Брат Валерий жил в Краснодаре, и для него это с жару-с пылу  принятое решение наших детей было, что там ни говори, менее чувствительным. Для меня, давно москвича, оно казалось не только горьким – трагическим. Окончательно, как мне казалось тогда, отрывало меня от малой родины, обрекало на горькое сиротство.

Оттого-то я и решил укорениться в родных местах заново: купил хату в дорогой душе станице Надежной, о которой к тому времени столько уже успел написать, обложил её кирпичом и…и…и – что?

   Как оно непросто все складывалось!

   Единственной большой радостью был для меня в ту пору иной раз долгожданный, а то вдруг совсем неожиданный приезд старых товарищей.

   Как в тот раз. Глубокой ночью.

   Мотоцикл с коляской оставили обочь дороги, пошли к дому с  белыми кульками в руках, и только уже на пороге я разглядел: Илюша с Илларионом!

   - Да поговорили с тобой по телефону, я Лорке и сказал: по-моему, Леонтьич там загрустил, - чуть не кричал Собко, и голос у него отчего-то был, ну до того радостный.

   Уже от предстоящего нам щедрого застолья? От братского хлеба-соли?

   Я только и спрашивал их: как же вы обратно поедете, братцы?!

   - Ларион у меня останется ночевать, - успокаивал Илья. – До Малотегинки – ну, сколько тут? А дорога пустая…ночь!

    И Ларион затягивал новую песню…

   Сколько они тогда спели!

   До этого я уже записывал их на магнитофон, и каждого отдельно, и – вместе. Теперь у меня была возможность заказывать, и пользовался я ею, надо сказать, почти безжалостно… но если бы вы их тогда слышали!

   Мать-Кубань в этом смысле будто сознательно сблизила их: кто ещё мог так звонко, так слаженно, так беззаветно и с такой душой   её славить?!

   Начинал мужественный и будто поэтому как раз и задумчивый баритон Иллариона Сапрыкина, но почти тут же присоединялся к нему заливистый дискант Ильи Собко: обвивал его, оплетал мелодичной вязью, поднимал вверх удивительным, как будто на счастливой слезе тонким звоном…

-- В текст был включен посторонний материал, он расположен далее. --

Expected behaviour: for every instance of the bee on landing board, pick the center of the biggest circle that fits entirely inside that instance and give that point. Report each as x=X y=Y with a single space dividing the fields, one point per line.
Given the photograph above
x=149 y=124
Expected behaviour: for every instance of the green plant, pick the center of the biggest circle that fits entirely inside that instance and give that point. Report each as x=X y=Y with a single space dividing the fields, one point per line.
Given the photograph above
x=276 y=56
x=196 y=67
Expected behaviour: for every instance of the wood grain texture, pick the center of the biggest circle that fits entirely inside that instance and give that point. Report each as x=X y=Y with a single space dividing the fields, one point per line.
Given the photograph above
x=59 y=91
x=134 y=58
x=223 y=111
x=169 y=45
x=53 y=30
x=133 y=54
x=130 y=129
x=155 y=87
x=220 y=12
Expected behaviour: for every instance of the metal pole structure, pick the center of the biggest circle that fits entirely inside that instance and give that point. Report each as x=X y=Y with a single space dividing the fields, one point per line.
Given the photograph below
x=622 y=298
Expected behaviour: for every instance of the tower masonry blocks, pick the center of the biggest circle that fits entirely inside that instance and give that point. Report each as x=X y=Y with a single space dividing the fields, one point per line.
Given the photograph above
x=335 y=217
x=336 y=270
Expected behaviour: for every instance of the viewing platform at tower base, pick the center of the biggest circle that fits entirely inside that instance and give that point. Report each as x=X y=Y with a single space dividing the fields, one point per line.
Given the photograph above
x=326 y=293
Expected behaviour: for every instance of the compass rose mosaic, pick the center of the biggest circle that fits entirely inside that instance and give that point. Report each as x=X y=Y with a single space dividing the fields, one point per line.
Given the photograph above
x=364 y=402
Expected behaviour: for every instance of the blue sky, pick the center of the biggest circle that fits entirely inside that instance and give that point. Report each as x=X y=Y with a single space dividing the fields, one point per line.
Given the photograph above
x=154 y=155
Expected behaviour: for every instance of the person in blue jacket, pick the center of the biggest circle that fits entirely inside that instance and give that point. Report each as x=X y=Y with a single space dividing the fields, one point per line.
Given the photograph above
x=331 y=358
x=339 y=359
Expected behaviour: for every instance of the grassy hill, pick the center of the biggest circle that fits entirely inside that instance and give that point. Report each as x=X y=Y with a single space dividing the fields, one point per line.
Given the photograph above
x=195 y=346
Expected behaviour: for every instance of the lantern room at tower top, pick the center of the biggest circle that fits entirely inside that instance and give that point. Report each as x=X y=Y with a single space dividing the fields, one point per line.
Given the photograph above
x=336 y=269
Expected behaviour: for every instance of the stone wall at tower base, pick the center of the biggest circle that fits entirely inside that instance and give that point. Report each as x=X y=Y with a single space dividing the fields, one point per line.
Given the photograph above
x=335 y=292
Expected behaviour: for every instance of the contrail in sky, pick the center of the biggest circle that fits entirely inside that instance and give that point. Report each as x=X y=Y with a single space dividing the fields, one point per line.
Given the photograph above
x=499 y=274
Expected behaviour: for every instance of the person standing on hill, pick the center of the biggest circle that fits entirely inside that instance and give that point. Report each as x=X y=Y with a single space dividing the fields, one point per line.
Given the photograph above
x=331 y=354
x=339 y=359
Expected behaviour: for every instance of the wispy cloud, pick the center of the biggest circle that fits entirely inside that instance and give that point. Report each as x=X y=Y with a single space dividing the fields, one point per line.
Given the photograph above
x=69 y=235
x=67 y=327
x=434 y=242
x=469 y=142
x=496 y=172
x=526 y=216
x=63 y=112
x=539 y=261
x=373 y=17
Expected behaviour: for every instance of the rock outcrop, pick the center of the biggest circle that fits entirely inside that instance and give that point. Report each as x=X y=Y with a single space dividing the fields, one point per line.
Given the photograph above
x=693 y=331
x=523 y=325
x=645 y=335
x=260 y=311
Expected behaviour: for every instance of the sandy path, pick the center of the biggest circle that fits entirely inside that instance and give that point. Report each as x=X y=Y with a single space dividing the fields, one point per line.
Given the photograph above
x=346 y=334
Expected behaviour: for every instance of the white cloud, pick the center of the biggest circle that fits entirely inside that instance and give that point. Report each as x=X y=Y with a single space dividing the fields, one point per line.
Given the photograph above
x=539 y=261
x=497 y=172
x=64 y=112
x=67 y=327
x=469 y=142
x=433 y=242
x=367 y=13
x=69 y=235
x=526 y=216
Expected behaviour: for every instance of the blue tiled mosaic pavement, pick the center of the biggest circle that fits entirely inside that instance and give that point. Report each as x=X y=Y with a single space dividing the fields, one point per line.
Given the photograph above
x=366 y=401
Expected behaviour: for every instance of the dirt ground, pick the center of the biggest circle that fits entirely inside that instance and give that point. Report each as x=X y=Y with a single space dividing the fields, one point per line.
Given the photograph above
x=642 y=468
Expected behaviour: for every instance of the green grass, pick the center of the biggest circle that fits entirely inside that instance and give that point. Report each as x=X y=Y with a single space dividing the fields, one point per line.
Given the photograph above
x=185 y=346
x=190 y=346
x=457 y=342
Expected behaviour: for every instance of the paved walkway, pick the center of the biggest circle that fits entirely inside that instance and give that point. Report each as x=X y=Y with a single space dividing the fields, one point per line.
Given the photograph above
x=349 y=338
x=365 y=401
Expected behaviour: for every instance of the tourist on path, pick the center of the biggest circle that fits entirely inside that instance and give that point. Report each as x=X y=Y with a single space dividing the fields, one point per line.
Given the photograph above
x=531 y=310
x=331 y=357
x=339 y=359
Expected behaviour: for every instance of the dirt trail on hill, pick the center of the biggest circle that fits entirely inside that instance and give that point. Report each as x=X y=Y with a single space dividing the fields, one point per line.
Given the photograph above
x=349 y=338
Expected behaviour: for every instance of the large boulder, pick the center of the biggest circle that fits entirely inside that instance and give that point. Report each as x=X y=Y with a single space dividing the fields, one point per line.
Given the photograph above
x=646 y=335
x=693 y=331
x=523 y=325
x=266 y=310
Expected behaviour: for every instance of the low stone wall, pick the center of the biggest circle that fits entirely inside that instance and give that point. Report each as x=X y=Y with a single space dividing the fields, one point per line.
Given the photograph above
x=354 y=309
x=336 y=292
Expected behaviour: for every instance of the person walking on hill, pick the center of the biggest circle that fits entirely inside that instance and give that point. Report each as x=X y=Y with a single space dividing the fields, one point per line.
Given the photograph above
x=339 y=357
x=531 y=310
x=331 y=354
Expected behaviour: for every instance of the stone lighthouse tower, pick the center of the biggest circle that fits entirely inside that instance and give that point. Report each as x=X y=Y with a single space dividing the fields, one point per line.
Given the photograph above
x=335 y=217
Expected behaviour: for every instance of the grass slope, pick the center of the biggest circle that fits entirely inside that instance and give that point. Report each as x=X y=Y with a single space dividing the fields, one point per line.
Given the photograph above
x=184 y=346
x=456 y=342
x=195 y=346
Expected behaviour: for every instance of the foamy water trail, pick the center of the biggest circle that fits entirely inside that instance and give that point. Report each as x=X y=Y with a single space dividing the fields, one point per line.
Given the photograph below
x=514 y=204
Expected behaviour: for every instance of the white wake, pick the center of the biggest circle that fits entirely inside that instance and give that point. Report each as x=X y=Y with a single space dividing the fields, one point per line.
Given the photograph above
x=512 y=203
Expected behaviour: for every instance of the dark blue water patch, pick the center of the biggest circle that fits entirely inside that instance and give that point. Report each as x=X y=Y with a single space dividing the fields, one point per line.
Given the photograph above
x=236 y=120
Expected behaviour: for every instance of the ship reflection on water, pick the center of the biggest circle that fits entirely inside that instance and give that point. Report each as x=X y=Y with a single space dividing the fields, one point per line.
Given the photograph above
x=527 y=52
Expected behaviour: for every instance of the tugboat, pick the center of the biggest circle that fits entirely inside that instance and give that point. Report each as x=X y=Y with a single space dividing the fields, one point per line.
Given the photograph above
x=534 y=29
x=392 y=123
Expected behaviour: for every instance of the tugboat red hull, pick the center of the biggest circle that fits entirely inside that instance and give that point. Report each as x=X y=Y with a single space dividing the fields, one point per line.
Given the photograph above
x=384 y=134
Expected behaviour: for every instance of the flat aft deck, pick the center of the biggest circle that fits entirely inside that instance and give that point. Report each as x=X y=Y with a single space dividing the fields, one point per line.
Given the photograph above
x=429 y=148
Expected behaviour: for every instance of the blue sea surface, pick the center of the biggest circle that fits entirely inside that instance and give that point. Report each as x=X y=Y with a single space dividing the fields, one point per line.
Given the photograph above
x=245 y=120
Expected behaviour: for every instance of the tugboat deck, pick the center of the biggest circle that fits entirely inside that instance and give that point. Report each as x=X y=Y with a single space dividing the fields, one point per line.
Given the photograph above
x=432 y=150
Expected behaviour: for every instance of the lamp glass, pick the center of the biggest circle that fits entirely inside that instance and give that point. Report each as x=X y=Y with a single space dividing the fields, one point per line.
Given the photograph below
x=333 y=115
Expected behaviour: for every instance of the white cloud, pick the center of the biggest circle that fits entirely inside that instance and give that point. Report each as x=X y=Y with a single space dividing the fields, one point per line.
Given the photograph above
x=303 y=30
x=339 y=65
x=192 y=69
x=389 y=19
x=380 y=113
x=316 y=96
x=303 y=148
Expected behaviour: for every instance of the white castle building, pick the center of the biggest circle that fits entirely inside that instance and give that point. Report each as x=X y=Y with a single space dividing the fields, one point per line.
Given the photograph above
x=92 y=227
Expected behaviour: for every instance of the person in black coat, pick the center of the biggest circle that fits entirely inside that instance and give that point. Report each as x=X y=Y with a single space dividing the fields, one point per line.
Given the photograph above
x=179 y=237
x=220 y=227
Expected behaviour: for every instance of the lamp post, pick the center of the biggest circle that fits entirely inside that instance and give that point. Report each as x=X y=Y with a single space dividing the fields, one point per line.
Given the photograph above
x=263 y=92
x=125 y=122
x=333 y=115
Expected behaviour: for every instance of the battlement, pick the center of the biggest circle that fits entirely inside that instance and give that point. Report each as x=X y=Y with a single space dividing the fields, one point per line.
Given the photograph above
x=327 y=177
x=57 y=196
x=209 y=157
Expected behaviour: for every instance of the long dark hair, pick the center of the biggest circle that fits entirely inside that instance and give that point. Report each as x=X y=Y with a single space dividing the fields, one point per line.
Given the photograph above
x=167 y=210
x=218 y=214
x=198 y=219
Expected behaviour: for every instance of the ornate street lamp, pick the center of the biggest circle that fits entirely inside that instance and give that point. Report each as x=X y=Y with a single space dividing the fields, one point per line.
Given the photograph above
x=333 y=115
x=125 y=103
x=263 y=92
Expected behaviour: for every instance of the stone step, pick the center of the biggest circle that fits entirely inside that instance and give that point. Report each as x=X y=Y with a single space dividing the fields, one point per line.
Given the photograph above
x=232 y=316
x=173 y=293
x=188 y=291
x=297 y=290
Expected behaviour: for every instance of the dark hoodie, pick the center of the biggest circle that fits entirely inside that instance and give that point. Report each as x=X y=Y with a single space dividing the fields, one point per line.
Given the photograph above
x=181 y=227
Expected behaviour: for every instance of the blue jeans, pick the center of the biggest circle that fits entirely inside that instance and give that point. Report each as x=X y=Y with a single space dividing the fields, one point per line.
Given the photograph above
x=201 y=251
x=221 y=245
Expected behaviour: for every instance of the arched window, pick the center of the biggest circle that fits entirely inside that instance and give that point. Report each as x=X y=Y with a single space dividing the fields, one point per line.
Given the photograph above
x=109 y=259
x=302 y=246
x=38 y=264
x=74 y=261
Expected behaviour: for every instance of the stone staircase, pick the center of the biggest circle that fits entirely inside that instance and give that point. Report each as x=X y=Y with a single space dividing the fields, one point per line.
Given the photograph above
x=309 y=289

   Нет-нет, их, и правда что, надо слышать… Когда по крупицам соберут оставленное ими богатство родственники старых моих товарищей?.. Когда сам, наконец-то, разыщу их разбросанные по разным коробкам либо розданные друзьям-фольклористам удивительные записи… ну, не стыдно ли?

   А тогда мы вышли из дома, и я выключил свет на маленькой веранде с ним рядом: казалось, ночь посветлела от обилия даже в осеннюю пору крупных над нашим Предгорьем звезд.

   В сознании у меня вновь возникало и тут же укладывалось на свою только что обретенную «полочку» новое знание о станице, которую и без них, казалось мне до того, я тоже знал уже «вдоль и поперек»… нет-ка!

   Илларион, записавший тут от бабушек не одну песню, наверняка – не один десяток – полночи теперь по-братски делился ими со мной, а я то вздыхал, а то вновь принимался, как старший, предупреждать: будь, Лора, поосторожней! Будь осмотрительней. Ребята из провинции годами стучатся в  Москве в Союз композиторов…А тебе в Отрадную членский билет сами почтой  прислали…Не думай, что за красивые глаза, Илларион, нет!  За песни, которые они отсюда от тебя увезли. За те напевы, что ты им так  беспечно раздариваешь!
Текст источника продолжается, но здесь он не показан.